暗くなる前に吹き溜まりに雪洞をほって中に入る。
火を焚けばそこそこ温まった。それに温かい食べ物だ。
夜は熱を逃がさないように二人で抱き合って寝た。
しかしキオネの肌は冷たく、体が震えて寝られなかった。
それで次の日からは離れて寝るようになった。
一日に進める距離はだんだん短くなっていく。しかし心配はしていなかった。ルートも距離もわかっている。
いつの時点でキオネをあきらめるかということだけが問題だった。
それは暖を取って、水を温めるための、携帯ガスボンベの数で決まる。
それも五日目に、火をつけたまま眠ってしまい、最後の一本を使い果たしてしまった。
≪あきらめよう、キオネを捨てよう≫ そう思いながらもソリにくくり付けて引っ張る。
その方が歩かせるより楽に、早く進めた。
予定より二日遅れて山を越えることができた。結局キオネもあきらめられなかった。
そこから街道に出た。そこで大きな馬そりに乗れたのは幸いだった。
町に入る手前で、御者に我々が乗ったことを忘れさせて、降りた。
なぜ町に入ってしまわないのかと、キオネは不審そうにこっちを見る。
街道をすこし離れ、町はずれの高い生け垣で囲われた家に入った。そのたたずまいが、私をひきつけたのだ。

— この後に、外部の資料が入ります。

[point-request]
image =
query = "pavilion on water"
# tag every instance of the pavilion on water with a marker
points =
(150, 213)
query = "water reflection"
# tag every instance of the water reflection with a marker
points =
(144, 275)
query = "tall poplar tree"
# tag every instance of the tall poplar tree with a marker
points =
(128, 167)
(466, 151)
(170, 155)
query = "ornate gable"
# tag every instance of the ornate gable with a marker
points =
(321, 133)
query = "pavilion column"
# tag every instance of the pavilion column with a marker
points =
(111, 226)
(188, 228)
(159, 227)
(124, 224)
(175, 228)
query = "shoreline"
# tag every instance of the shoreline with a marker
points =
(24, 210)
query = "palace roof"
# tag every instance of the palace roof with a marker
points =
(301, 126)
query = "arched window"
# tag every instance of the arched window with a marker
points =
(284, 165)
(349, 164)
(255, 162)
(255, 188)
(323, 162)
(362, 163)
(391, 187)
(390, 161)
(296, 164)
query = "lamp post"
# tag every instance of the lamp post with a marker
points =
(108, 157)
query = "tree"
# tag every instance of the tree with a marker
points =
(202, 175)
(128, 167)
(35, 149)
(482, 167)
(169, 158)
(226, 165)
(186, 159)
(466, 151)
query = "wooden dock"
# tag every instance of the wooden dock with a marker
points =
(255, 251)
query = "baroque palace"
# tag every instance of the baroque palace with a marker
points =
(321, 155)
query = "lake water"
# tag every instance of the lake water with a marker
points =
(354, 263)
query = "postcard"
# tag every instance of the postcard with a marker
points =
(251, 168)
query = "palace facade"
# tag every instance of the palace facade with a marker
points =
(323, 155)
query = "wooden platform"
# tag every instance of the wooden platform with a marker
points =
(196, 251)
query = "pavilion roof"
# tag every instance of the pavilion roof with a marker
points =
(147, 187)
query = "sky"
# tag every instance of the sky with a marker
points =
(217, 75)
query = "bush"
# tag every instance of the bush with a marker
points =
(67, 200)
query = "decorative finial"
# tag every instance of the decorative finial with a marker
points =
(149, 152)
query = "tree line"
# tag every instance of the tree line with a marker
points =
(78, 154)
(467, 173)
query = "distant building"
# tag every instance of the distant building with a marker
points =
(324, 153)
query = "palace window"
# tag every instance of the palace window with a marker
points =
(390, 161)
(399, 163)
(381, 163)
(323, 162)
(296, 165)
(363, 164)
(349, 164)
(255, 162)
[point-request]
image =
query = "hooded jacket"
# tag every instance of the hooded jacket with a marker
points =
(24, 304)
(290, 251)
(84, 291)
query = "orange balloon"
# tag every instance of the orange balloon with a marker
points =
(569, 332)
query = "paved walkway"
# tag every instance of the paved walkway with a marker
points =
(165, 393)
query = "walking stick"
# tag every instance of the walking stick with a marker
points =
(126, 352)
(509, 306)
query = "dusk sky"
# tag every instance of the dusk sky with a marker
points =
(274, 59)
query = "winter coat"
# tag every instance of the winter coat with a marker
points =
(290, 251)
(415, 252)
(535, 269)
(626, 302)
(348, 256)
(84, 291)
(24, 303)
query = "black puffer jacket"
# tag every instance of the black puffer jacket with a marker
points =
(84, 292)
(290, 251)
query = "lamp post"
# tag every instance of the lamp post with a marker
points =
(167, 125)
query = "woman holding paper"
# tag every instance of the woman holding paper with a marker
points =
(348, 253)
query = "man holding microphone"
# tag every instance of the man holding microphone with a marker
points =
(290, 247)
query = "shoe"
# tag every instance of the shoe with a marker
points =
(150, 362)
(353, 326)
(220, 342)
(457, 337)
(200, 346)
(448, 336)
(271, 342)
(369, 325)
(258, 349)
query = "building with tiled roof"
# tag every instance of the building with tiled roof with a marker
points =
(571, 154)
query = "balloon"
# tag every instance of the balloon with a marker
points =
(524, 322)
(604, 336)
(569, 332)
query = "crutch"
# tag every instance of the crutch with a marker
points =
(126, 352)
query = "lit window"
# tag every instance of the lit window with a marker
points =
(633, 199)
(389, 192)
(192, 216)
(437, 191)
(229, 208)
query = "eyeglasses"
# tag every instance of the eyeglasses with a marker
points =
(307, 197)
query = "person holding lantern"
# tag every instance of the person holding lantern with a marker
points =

「すいません」何度も声をかける。扉にはノッカーもついていない。
一階の窓も分厚い板でふさいであった。それは雪の侵入を防ぐため、というだけではないだろう。少し開いた隙間は光取りと、銃を撃つための狭間となるのだ。
ここは他人を寄せ付けない理想的な家だ。それは逆に、人に知られたくない人たちがいるということでもある。
それが魔女だと危ない。へたに入り込もうとすると、こちらがやられるかもしれないのだ。
留守かと思ったころ、中から声だけが聞こえてきた。「なんだね」
「道を尋ねたいんですが」
「帰んな」
「では水でいいです、一杯いただけませんか。連れがもう‥」
「だめだね」最後まで聞こうともしない。だが、魔女だという匂いも感じなかった。
キオネが玄関で倒れた。私はほっておいて家を離れるふりをして、陰へかくれる。
ほどなく家の者が様子を見に顔を出した。子どもの顔だ。
「カリス、のぞくんじゃない。奥へ行きなさい」しかり飛ばす声がして、すこししてから女が顔を出した。倒れたキオネを見て舌打ちをする。
様子を見に出て来た所を魔術で拘束した。